Why the iPad won't destroy creativity

Many iPad reviews are in, but forget whether the thing works well or not; some critics are asking more pressing questions. Questions like, "Will the iPad destroy society as we know it?"

Well, that might be a little extreme. But Cory Doctorow's anti-iPad screed on BoingBoing accuses Apple of having created a device that has contempt for its owner, one that might leave your children intellectually crippled: "Buying an iPad for your kids [is]... a way of telling your offspring that even changing the batteries is something you have to leave to the professionals."

Meanwhile, Choire Sicha of The Awl writes, "My real objection to [the iPad] is that Apple has created a computing device that... has as a design concept the need to actively resist the urges of people to make things" (emphasis his).

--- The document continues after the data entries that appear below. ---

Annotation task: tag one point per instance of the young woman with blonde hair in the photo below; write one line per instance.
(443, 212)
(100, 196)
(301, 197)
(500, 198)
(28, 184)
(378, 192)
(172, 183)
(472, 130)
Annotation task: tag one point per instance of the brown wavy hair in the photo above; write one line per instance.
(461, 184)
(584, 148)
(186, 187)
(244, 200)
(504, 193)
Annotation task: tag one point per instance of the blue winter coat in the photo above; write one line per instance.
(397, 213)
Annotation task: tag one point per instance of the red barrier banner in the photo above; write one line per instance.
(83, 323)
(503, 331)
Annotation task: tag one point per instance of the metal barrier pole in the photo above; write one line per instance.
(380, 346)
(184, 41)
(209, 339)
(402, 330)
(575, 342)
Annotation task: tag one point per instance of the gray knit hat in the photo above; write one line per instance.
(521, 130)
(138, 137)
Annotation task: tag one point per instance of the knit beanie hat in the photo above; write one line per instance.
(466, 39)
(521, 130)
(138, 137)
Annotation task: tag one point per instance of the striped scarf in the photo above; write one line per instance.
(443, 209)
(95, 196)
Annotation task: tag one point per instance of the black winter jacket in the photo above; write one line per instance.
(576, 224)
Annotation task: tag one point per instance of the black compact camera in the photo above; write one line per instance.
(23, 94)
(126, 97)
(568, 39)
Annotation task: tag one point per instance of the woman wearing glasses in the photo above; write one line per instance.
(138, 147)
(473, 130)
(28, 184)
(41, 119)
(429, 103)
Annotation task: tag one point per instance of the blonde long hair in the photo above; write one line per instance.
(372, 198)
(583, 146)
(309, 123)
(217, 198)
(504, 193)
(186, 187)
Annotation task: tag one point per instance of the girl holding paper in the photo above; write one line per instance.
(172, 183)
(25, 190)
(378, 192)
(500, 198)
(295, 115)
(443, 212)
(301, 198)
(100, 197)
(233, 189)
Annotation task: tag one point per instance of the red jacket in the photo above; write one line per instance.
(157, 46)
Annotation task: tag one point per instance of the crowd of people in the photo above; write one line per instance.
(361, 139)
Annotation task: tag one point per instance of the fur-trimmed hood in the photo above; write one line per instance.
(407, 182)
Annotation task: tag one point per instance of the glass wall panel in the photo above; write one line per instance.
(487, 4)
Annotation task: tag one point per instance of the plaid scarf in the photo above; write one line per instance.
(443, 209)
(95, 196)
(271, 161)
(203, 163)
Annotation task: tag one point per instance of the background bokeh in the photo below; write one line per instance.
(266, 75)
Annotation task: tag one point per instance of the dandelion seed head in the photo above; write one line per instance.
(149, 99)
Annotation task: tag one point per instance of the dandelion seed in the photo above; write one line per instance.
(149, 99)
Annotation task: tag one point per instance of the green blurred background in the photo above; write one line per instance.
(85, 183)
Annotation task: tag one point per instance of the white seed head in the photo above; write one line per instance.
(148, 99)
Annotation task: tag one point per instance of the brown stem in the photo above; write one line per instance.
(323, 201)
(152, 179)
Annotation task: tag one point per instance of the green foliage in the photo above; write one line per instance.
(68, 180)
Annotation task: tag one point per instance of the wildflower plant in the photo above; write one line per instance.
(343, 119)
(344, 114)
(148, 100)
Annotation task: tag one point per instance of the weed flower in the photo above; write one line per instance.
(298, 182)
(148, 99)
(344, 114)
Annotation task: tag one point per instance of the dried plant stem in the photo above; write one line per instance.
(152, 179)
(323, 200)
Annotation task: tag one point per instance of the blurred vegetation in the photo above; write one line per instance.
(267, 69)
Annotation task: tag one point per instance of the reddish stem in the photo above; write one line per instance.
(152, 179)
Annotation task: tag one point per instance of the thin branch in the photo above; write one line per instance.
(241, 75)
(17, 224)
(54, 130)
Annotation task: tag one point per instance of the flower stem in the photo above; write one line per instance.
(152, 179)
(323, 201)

Doctorow's column led the New York Times to ask: will the iPad cause the end of innovation? Will it?

Um, no. Definitely not. Here's why.


The Criticisms

The accusations against Apple's device are twofold. First, since you can't take it apart, or program for it or mod it easily, the device stifles the ability of its owners to make programs and experiment with technology. Second, the very idea of changing the computer from a machine meant for "accomplishing tasks" to one that's built around passive media consumption will eventually lead us to a world where nobody will create art, either visual or written.

Some might ask these writers why they're coming up with these arguments now. After all, you can't replace an iPhone or iPod's battery easily, and typing on either is even harder than typing on an iPad. But what scares critics now is that there's some possibility that the iPad will replace the laptop. There was no risk that the iPhone would become anyone's primary computer, but this time out critics are attacking the iPad not just as a single device, but as the future of computing.


A Device for the Masses

Even as the future of computing, the first argument — that we need to have access to our computers' innards and to be able to program a tablet — rings false. The iPad is a device for the masses, most of whom actively avoid writing code for their computers. Computer users are like car drivers, in that most of them would rather never have to pop their car's hood to make it work. Car enthusiasts can get old cars cheaply and fix them up so they run better than your average sedan. And they do. Great! I'm glad they're able to be creative that way, but I'd still be happier if I never had to think about the magical processes that let me travel at 75 mph with ease.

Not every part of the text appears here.